- U.S. 12" single

Single by David Bowie
- B-side: "Alabama Song"
- Released: Spring 1980
- Recorded: 1980
- Genre: Ambient
- Length: 3:08
- Label: RCA Victor
- Songwriter: David Bowie
- Producers: David Bowie; Tony Visconti;

David Bowie singles chronology
| "Alabama Song" (1980) | "Crystal Japan" (1980) | "Ashes to Ashes" (1980) |

= Crystal Japan =

Song by David Bowie

"Crystal Japan" is an instrumental piece written by David Bowie and released as a single in Japan in spring 1980. It was recorded during the Scary Monsters sessions that year. The instrumental was used in a Japanese commercial for the shochu Crystal Jun Rock, which also featured an appearance by Bowie, although he said at the time that the track was not specifically written for this purpose.
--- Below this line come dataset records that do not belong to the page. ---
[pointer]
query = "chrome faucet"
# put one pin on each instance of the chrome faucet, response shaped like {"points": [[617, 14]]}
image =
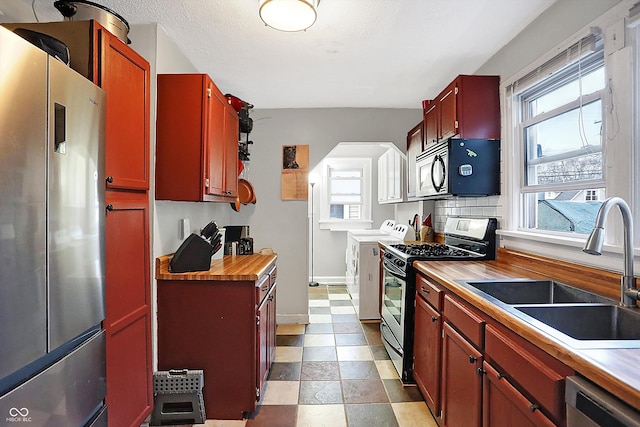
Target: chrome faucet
{"points": [[629, 294]]}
Originally titled "Fuji Moto San", it was apparently intended to close the Scary Monsters album until replaced by "It's No Game (No. 2)".

==Track listing==
1. "Crystal Japan" (David Bowie) – 3:08
2. "Alabama Song" (Bertolt Brecht, Kurt Weill) – 3:51

==Other releases==
- The instrumental was released as the B-side to the single "Up the Hill Backwards" in March 1981. "Teenage Wildlife" was originally slated as the B-side for "Up the Hill Backwards" until Bowie found out fans were paying high prices for import copies of the "Crystal Japan" single and insisted RCA issue the track in the UK.
- In 1992, the piece was released as a bonus track on the Rykodisc reissue of the album Scary Monsters (And Super Creeps).
- "Crystal Japan" also appeared on the compilations Rare (1982) and All Saints (2001), and on Re:Call 3, part of the A New Career in a New Town (1977–1982) boxed set (2017).
- Trent Reznor of Nine Inch Nails took the melody of "Crystal Japan" and used it as the basis for the track "A Warm Place", released on their 1994 album The Downward Spiral. Bowie's official website later said the two songs were so similar that "A Warm Place" was "a thinly-veiled cover" of "Crystal Japan".